New York City’s oldest museum, the New York Historical, has unveiled a major new addition named the Tang Wing for American Democracy, coinciding with the United States’ 250th anniversary celebrations. Established in 1804, the museum moved uptown over the 19th century and settled at 170 Central Park West in 1908. The new four-story, 71,000-square-foot wing extends west along 76th Street and includes an open-air sculpture court, classrooms, a roof garden, and plans to host the American LGBTQ+ Museum starting in 2028.

Designed by the late architect Robert A.M. Stern, the Tang Wing hosts several new exhibition spaces now open to the public. Among them is a permanent gallery dedicated to the Stuart and Jane Weitzman Shoe Museum, showcasing historic American women's footwear from the 18th century suffrage era to contemporary culture. Another space features “Queer Joy/Gay Power,” a photographic exhibition by Fred W. McDarrah, capturing moments from the 1969 Stonewall uprising. Nearby, a tribute to Tyler Clementi, a New Jersey teenager who died by suicide in 2010 after being cyberbullied, is on display, with objects donated by his family.

The wing’s main gallery currently presents "Democracy Matters," a group exhibition drawn entirely from the museum’s collection of over 1.6 million items. This show adopts a thematic and artistic approach that blends historical and contemporary works to explore democracy’s complexities, including protest, voting rights, and citizenship. The exhibition opens with a video recreation of an event from July 9, 1776, showing patriot soldiers toppling a statue of King George III in Lower Manhattan, an act that symbolized revolutionary protest but also reveals early contradictions of American liberty.

The exhibition’s first section, “Right to Protest,” features a 19th-century painting depicting a diverse crowd during the statue’s destruction, highlighting the selective application of freedom in early America.
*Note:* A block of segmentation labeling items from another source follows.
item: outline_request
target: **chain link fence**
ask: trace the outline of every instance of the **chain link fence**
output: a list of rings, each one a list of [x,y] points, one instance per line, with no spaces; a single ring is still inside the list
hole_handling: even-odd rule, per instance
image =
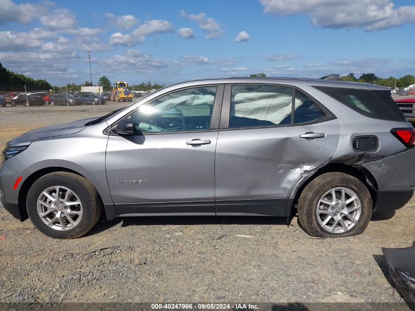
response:
[[[68,91],[66,86],[54,87],[52,89],[28,88],[26,85],[0,87],[0,106],[26,107],[29,110],[33,106],[60,106],[62,109],[69,110],[71,106],[82,105],[101,106],[110,100],[110,96],[109,92],[105,92]]]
Women, Native Americans, and enslaved African Americans had limited to no rights as the new nation formed. This section also includes McDarrah’s Stonewall photo and a sculpture by Betye Saar that reinterprets historical symbols through a contemporary lens.

Another section, “Right to Vote,” presents artifacts ranging from the chair George Washington sat in during his 1789 inauguration to a post-Civil War sculpture illustrating attempts to obstruct Black voters. The display includes a hand-painted gown worn by Congresswoman Carolyn B. Maloney advocating for the Equal Rights Amendment and a mural by graffiti artist Lady Pink emphasizing the ongoing struggle for inclusive voting rights.
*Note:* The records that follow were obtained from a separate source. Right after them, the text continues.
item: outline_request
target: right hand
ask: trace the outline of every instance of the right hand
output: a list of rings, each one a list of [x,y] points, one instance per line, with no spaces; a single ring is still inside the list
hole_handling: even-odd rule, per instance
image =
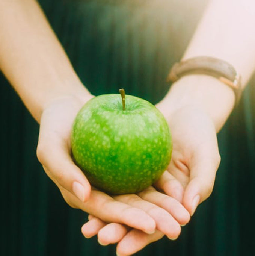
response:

The show examines the evolving definition of “the People” in American democracy by featuring figures like Dred Scott, an enslaved Black man whose failed Supreme Court case underscored racial exclusion, alongside symbolic portrayals such as a Native American man wrapped inverted in a U.S. flag. Items reflecting Japanese American internment during World War II, such as a brooch created by imprisoned artists Nogemwa and Kikoya Takahashi, are also included to highlight historical injustices.

Contemporary works feature prominently, including Suchitra Mattai’s 2024 sculpture "She Arose (From a Pool of Tears)," depicting a life-size female dancer emerging from braided saris, symbolizing resilience and cultural fusion. This piece is juxtaposed with Thomas Cole’s 1830s five-part series “The Course of Empire,” which depicts the cyclical rise and fall of civilization, inviting reflection on America’s past and future.

Organized by Wendy Nalani Ikemoto, the museum’s vice president and chief curator, the Tang Wing and its exhibitions aim to provide a nuanced and critical exploration of democracy’s history and ongoing challenges in the United States.